The unemployment rate now stands at 7.2% of the population, the Office for National Statistics (ONS) said.
The number of people in employment rose to a record 30.19 million, helped by a rise in the number of self-employed.
Average earnings also increased, with pay in the three months to January up 1.4% from a year earlier.
The number of employees in work fell by 60,000, but 211,000 more people were recorded as self-employed.
There was better news for young people, as the number of unemployed 16 to 24-year-olds stood at 912,000 in the three months to January, a drop of 29,000 and the lowest level since 2011.
In February, the number of people claiming Jobseeker's Allowance fell by 34,600 to 1.175 million. Over the course of a year, the number has dropped by 363,200.
Employment Minister Esther McVey said the overall fall in unemployment showed that "the growing economy is helping record numbers of people to find a job".
"The rise in employment is being fuelled by businesses and entrepreneurs across the country who are feeling increasingly confident with the improving economy," she added.
Prime Minister David Cameron tweeted: "Another significant fall in unemployment is a sign our long-term economic plan is working, providing security and chances for hard-working people."
But shadow work and pensions secretary Rachel Reeves disagreed, saying "long-term youth unemployment has doubled under David Cameron".
"It's clear tens of thousands of young people are not feeling any recovery at all," she said.
"Today's figures also show that working people facing a cost-of-living crisis and that prices are still rising faster than wages under David Cameron."
David Tinsley, an economist at BNP Paribas, said that while the employment figures were promising, there were some weak areas, pointing out that the rise in employment was down to the increase in the number of self-employed.

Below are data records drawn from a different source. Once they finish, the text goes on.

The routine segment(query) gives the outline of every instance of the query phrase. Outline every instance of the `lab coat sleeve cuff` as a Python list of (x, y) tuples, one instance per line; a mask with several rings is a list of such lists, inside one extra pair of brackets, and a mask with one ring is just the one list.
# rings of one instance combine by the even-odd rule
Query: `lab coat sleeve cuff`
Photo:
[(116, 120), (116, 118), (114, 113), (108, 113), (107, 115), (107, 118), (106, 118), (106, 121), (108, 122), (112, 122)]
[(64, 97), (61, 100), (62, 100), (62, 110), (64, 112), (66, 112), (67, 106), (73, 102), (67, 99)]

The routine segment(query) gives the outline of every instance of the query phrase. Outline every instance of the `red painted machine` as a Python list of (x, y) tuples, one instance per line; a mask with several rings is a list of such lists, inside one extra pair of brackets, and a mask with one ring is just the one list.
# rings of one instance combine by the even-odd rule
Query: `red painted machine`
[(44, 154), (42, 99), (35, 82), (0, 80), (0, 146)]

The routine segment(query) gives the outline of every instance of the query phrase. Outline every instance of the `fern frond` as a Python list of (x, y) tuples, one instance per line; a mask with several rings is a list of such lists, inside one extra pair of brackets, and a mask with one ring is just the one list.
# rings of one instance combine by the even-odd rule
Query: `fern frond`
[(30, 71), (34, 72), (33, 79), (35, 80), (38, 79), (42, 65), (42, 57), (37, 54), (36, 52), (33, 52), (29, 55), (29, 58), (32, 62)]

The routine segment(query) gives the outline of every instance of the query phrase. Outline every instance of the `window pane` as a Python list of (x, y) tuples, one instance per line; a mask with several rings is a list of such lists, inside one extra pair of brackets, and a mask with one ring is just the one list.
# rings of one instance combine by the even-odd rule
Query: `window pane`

He also noted that the average weekly hours worked by full-time UK employees was down by 0.2%.
However, Mr Tinsley added: "The pick-up in earnings growth and a decent rise in employment, alongside falling inflation, means the prospects for real income growth are looking better. That in turn can help support a more sustainable rise in consumer spending this year.
David Kern, chief economist at the British Chambers of Commerce, said that while youth unemployment had gone down, the rate was "still nearly three times the rate of unemployment as a whole".
Earnings "remain below inflation", he added.
The North East of England has the highest unemployment rate in the UK, at 9.5%. In the South East, where the rate is lowest, only 5.2% are out of work.
The unemployment rate in Scotland fell to 6.9%, in Wales it was 6.7% while in Northern Ireland it was 7.5%.
Just over 10% more men are employed than women in the UK, but the unemployment rate for men was higher than for women, with 7.4% of the male labour force out of work.
There were 159,000 fewer people employed in the public sector in December 2013, compared with the September figure. However, a large part of this reduction was due to the privatisation of Royal Mail.
The figures for unemployment in the three months to January are based on the Labour Force Survey, in which the ONS speaks to 60,000 households once a quarter, making it the country's biggest household survey.
The ONS is 95% confident that the unemployment figure is correct to plus or minus 81,000 people.
Separately, the Bank of England released the minutes from the latest meeting of its Monetary Policy Committee.
The minutes showed that all nine MPC members voted earlier this month to keep interest rates at 0.5% and to keep the programme of quantitative easing unchanged at £375bn, as expected.
The MPC noted the recovery in the UK economy was widening beyond consumer spending.
"There were initial signs that the anticipated broadening from household to business spending might have already begun," the minutes said.
"Even so, there remained some way to go to ensure that the recovery was both balanced and sustainable."